In assisting a resident in an operation, I frequently cited the ancient Chinese article entitled “Chinese Gastronomy,” which was written by Chuangtse in the fourth century BC and emphasized the use of the cleaver (Fig. 4.4). Much of its wording seems applicable to our daily practice of colorectal cancer surgery, particularly the concept of working “with the mind, not the eye”:

Prince Huei’s cook was cutting up a bullock. Every blow of his hand, every heave of his shoulders, every trend of his foot, every thrust of his knee, every whshh of rent flesh, every chhk of the chopper, was in perfect rhythm-like the dancer of the Mulberry Grove, like the harmonious chords of Ching Shou.

“Well done!” cried the Prince. “Yours is skill indeed!”

“Sire,” replied the cook laying down his chopper,” I have always devoted myself to Tao, which is higher than mere skill. When I first began to cut up bullocks, I saw before me whole bullocks. After three years’ practice, I no longer saw whole animals. And now I work with my mind and not with my eye. My mind works without control of the senses. Falling back on eternal principles, I glide through such great joints or cavities as there may be, according to the natural constitution of the animal. I do not even touch the convolution of muscle and tendon, still less attempt to cut through large bones.

“A good cook changes his chopper once a year because he cuts. An ordinary cook once a month because he hacks. But I have had this chopper for nineteen years, and although I have cut up many thousand bullocks, its edge is as if fresh from the whetstone. For at the joints there are always interstices, and the edge of chopper being without thickness, it remains only to insert that which is without thickness into such an interstice. Indeed there is plenty of room for the blade to move about. It is thus that I have kept my chopper for nineteen years as though fresh from the whetstone.

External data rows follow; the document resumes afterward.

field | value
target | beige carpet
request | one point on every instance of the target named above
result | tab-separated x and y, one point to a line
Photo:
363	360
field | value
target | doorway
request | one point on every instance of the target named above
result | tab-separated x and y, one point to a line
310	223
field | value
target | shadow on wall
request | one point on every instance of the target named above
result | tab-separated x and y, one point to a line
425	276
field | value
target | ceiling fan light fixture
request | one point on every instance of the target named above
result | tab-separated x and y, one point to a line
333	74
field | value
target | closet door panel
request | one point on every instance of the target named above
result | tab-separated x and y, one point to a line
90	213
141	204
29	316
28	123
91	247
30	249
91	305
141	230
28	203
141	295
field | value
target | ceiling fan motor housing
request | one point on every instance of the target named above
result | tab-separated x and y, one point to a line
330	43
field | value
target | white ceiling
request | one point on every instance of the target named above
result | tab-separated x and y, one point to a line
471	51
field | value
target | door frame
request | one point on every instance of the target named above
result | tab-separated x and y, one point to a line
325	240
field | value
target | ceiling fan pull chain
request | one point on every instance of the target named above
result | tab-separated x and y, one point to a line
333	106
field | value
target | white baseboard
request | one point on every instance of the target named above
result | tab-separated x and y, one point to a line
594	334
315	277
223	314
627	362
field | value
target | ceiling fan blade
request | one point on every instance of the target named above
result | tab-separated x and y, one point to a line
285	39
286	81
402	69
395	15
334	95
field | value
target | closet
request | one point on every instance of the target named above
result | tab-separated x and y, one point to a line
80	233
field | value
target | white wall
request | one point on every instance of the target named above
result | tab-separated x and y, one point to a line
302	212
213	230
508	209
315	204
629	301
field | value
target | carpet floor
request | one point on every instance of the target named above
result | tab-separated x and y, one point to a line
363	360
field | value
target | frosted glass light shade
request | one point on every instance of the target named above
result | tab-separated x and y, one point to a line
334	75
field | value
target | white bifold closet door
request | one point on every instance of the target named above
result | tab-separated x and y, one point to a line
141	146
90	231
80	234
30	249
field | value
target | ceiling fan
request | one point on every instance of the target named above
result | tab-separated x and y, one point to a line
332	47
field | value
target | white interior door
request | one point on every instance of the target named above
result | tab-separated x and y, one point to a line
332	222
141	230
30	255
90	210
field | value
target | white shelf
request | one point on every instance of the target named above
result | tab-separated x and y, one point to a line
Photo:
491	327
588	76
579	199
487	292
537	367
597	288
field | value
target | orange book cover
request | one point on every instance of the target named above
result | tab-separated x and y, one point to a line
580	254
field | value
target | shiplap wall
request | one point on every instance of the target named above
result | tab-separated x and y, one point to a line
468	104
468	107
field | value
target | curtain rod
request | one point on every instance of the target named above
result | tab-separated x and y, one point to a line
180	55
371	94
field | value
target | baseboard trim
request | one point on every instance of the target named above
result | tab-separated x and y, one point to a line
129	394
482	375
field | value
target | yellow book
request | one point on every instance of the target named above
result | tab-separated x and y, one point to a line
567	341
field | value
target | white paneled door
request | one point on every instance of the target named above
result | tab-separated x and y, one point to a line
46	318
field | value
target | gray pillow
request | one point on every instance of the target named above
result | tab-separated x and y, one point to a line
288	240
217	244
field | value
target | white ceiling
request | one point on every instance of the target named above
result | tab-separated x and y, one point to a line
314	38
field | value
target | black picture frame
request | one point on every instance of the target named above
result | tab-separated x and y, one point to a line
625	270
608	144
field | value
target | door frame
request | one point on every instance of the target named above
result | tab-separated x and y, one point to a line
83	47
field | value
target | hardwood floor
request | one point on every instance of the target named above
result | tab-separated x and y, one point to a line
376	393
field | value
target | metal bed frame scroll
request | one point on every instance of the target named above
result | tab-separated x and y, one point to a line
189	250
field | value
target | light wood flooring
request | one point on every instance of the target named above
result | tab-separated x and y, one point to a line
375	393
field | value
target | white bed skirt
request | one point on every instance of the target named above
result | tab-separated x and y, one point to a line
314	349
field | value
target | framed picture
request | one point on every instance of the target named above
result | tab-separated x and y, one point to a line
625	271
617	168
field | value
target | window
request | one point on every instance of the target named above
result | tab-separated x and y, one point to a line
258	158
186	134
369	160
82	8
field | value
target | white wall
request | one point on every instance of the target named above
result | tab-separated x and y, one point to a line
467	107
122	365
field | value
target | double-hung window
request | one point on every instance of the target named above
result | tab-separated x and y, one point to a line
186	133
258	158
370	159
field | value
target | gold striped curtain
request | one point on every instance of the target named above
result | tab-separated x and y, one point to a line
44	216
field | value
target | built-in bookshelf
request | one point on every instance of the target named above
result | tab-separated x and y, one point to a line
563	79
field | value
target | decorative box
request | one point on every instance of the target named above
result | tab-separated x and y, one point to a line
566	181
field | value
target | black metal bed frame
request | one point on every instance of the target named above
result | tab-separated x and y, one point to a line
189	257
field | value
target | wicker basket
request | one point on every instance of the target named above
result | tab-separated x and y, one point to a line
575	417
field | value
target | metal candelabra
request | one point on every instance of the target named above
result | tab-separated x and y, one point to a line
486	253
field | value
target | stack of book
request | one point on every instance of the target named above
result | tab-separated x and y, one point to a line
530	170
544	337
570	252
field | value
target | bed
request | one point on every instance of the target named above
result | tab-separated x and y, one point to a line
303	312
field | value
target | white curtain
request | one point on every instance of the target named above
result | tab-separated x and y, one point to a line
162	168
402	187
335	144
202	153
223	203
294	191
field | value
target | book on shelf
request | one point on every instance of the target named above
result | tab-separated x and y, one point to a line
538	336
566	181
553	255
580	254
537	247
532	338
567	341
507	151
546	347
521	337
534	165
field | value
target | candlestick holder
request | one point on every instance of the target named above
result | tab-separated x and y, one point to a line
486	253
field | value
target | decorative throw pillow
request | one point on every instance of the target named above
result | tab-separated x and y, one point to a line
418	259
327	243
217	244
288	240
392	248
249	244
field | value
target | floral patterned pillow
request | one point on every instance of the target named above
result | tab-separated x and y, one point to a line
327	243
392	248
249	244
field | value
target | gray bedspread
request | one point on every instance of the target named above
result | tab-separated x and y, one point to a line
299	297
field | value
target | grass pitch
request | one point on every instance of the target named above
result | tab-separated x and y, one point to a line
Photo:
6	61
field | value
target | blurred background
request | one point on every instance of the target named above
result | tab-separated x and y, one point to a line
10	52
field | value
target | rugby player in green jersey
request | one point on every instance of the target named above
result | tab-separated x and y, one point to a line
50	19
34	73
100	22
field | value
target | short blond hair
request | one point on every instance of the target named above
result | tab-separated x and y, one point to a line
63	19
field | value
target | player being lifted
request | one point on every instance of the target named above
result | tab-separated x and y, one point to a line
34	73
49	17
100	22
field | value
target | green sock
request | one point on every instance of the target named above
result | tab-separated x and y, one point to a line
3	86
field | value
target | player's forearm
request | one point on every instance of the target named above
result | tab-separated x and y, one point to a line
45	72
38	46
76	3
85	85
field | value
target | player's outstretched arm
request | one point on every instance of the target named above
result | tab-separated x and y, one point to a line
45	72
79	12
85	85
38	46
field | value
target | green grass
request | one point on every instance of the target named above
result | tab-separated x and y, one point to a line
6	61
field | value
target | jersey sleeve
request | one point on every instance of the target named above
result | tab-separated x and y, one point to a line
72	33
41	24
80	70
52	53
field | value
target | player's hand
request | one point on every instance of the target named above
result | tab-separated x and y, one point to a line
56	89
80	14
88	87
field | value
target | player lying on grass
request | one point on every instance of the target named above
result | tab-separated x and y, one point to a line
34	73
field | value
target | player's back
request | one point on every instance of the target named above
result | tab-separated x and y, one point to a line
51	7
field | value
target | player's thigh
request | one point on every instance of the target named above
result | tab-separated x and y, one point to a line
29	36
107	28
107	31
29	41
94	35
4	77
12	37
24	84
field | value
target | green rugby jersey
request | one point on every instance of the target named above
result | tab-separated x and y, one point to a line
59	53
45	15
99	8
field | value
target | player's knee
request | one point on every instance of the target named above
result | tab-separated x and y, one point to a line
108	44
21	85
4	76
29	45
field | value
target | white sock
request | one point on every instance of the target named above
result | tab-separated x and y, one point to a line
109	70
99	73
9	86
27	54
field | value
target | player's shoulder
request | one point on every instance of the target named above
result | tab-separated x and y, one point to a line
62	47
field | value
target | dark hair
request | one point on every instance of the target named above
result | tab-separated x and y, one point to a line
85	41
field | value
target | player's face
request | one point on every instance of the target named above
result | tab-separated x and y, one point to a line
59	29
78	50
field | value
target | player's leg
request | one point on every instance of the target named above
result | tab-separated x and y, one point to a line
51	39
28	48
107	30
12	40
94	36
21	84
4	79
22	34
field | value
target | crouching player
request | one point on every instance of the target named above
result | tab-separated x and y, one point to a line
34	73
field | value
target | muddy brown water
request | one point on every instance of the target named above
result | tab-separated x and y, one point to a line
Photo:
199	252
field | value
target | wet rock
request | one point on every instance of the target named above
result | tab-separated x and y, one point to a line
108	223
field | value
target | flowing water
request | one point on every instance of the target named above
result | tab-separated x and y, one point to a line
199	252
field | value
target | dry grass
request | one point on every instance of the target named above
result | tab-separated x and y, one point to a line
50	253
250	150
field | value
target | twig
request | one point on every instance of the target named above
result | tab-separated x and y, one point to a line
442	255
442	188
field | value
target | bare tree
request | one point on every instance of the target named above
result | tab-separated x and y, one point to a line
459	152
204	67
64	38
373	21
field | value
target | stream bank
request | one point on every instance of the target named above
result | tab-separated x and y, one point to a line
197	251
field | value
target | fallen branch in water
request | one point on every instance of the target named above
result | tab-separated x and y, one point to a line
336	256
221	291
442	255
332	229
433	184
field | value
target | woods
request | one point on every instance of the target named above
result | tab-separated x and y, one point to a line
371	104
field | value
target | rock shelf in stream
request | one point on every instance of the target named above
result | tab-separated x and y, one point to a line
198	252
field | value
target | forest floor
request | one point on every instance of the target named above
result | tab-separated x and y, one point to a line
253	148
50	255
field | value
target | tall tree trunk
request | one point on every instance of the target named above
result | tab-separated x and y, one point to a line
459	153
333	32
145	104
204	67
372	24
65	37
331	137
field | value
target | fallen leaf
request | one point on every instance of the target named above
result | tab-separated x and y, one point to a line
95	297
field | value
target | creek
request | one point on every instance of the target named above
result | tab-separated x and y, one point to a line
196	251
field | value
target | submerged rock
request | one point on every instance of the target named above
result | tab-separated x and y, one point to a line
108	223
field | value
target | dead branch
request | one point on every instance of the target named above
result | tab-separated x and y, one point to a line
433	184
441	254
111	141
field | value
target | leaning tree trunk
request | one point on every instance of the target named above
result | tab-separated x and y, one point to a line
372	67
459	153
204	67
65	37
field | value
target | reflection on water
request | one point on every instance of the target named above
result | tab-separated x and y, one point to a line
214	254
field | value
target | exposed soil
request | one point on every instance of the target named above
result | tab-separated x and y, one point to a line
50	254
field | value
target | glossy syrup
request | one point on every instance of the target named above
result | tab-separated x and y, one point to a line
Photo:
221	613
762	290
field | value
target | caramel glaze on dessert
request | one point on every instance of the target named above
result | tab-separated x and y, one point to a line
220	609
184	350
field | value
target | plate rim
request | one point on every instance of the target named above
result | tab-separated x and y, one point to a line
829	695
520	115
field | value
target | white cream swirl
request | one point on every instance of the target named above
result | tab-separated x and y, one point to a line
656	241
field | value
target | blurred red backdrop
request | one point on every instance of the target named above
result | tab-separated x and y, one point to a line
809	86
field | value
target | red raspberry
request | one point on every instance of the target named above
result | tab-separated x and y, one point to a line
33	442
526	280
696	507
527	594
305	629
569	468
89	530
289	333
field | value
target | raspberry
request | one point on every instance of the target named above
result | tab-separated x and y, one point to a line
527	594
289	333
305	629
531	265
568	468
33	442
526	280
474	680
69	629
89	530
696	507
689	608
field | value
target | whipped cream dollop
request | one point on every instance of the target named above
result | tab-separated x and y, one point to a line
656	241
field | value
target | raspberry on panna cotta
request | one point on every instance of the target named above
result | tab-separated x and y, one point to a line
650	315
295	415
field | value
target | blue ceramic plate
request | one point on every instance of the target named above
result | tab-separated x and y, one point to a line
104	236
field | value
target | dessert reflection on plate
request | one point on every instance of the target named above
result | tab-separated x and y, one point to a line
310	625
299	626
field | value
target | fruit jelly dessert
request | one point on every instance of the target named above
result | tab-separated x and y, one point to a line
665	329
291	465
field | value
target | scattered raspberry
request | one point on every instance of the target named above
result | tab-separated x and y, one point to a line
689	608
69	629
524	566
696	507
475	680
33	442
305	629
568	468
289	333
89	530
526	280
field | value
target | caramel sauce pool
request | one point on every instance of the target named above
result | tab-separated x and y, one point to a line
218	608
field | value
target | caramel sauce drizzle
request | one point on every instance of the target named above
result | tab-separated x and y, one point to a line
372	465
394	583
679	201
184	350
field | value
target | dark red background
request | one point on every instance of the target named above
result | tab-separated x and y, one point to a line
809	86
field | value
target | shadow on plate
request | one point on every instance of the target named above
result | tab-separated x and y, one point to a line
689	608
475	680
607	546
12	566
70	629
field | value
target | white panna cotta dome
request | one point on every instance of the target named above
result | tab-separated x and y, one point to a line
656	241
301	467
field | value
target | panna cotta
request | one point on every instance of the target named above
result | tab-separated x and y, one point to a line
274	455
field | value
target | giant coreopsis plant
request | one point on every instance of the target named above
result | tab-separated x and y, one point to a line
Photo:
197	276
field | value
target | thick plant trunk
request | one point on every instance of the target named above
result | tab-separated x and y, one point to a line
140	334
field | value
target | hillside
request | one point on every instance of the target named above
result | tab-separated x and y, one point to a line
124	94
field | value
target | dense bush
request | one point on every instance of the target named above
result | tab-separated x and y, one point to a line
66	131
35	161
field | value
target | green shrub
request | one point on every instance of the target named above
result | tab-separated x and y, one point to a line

Nevertheless, where I come upon a knotty part which is difficult to tackle, I am all caution. Fixing my eye on it, I stay my hand, and gently apply my blade, until with a hivah the part yields like earth crumbling to the ground. Then I take out my chopper, stand up, and look around with an air of triumph.

“Bravo!” cried the Prince. “From the words of this cook I have learnt how to take care of my life.” [22]

Fig. 4.4
figure 4

The ancient Chinese Taoist Chungtse advocated if the dissection was performed along the natural dissection plane, the surgeons will meet the least resistance and greatly enhance the work efficiency, which is the core philosophy of the Chinese Taoism

This quotation from the ancient manuscript is so self-explanatory that no comment is needed. It is stranger, however, that in books on surgical technique, much space is spent on advice on the gentle handling of tissues and the benefits of sharp dissection but little or none on how to find the natural tissue planes and separate them by a gentle traction and a minimum of dissection. Fully respecting the Toldt, Gerota, rectosacral, Waldeyer, Denonvilliers fascia, and its relation to the neighboring proper fascia of the rectum, endopelvic fascia, and rectal lateral ligament would ensure the quality surgery of rectal cancer, which can extrapolate to optimal oncological efficacy, even without the proof from randomized prospective clinical trials.